Veritex adds trio of senior lenders in Houston

Seeking to capitalize on the continuing disruption and red-hot growth, Veritex Holdings added three senior lenders in Houston. 

William Ray will serve as executive vice president and managing director middle-market banking, Brent Reed will serve as executive vice president for commercial real estate and Will Richardson executive vice president for private banking. All three joined the $10.5 billion-asset Veritex from Bank of Houston, where they held similar senior-level positions. 

Veritex, the Dallas-based holding company for Veritex Community Bank, has grown assets by more than $1.6 billion since the end of 2020. A commitment to hiring “top-notch talent” has been a major driver behind that expansion, Chairman and CEO Malcolm Holland said Wednesday on a conference call with analysts to discuss the company’s first-quarter earnings. 

“These three seasoned lenders we hired and the teams they will assemble make a major statement to the Houston market that Veritex is committed and well-positioned to continue our organic growth [there],” Holland said. 

All three are expected to be “gangbuster producers,” Holland added. 

Veritex, which announced the new hires Tuesday, filled 20 new roles during the first quarter, according to Holland. 

“We continue to think the VBTX story is highly unique in the bank space for its success in adding revenue-generating talent over the past year,” Brett Rabatin, who covers Veritex for Hovde Group, wrote Wednesday in a research note. “The growth of the franchise continues to be stronger than most of the industry and should continue to result in better loan growth, revenue, and earnings-per-share trends than peer banks.”

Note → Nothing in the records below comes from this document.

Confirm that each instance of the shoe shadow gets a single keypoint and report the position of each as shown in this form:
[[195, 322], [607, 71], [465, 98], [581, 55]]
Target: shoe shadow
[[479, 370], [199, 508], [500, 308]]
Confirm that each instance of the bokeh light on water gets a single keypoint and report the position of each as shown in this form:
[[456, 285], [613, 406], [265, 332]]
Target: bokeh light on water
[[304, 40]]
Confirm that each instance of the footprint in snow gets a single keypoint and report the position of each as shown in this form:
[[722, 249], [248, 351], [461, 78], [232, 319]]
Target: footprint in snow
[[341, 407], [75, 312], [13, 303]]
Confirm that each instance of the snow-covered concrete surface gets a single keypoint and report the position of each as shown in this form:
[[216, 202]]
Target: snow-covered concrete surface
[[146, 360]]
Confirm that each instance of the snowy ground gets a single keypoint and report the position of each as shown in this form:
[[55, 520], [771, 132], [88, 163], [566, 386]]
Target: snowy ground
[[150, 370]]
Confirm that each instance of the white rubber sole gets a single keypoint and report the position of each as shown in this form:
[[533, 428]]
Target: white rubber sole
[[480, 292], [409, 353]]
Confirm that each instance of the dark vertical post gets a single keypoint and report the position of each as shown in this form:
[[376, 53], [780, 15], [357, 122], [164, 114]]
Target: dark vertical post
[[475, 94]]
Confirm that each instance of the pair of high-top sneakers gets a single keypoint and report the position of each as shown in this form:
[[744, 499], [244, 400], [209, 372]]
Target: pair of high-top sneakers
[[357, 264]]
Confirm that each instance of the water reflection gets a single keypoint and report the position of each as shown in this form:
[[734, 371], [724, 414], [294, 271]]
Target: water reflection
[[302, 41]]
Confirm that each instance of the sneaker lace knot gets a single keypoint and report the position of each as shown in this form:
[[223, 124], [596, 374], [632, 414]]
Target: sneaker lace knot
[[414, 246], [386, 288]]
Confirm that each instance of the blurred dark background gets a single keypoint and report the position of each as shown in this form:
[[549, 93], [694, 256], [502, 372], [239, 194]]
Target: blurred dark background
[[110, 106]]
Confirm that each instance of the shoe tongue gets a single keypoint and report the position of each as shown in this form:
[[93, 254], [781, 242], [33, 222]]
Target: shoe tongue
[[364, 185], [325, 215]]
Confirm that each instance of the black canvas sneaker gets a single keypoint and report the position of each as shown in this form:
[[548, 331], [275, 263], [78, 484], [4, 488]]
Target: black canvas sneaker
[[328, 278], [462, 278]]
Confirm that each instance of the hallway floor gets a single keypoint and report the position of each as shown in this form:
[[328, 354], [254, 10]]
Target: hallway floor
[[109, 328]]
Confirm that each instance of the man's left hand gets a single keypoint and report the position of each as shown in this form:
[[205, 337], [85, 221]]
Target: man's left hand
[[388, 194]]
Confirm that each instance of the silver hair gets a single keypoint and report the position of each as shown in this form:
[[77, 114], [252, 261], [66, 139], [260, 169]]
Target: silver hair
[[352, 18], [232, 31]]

Despite losing Ray, Reed and Richardson, Bank of Houston has been similarly aggressive on the hiring front. The company recently hired 16 community bankers, including veteran Houston lender David Webster, who’ll serve as market president for the Galleria neighborhood, Chairman and CEO James Stein said Wednesday. 

Bank of Houston also added a veteran foreign national mortgage lending team. “We believe with the recent acquisitions, foreign national mortgage lending is an underserved segment and we intend to expand that business line,” Stein said. 

According to the Census Bureau, the Houston region added more than 69,000 people between July 2020 and July 2021, pushing its total population past 7.2 million.  The region’s population is expected to grow by 8% between 2021 and 2026. 

That growth is attracting a lot of investment from banks.

PNC Financial Services Group spent $11.6 billion to acquire BBVA’s Houston-based U.S. banking operation in June. Business First Bancshares, which is based in Baton Rouge, Louisiana, entered the Houston market in October with a $52.9 million deal for Texas Citizens Bancorp. Simmons First National Corp. in Pine Bluff, Arkansas, struck a $581 million deal in November for Spirit of Texas Bancshares in Conroe, which has a strong Houston-area presence with nine branches. 

Cullen/Frost Bankers in San Antonio hasn’t done any M&A deals recently, but it added 25 branches to its Houston footprint between 2019 and 2021.

“Disruption in the market is good for community banks like Bank of Houston,” Stein said. “We have experienced tremendous growth in these past two years and look to continue to expand our market share as we are very bullish on Houston and the Greater Houston” metropolitan statistical area. 

Veritex reported Wednesday that its first-quarter net income rose 5% year over year to $33.47 million.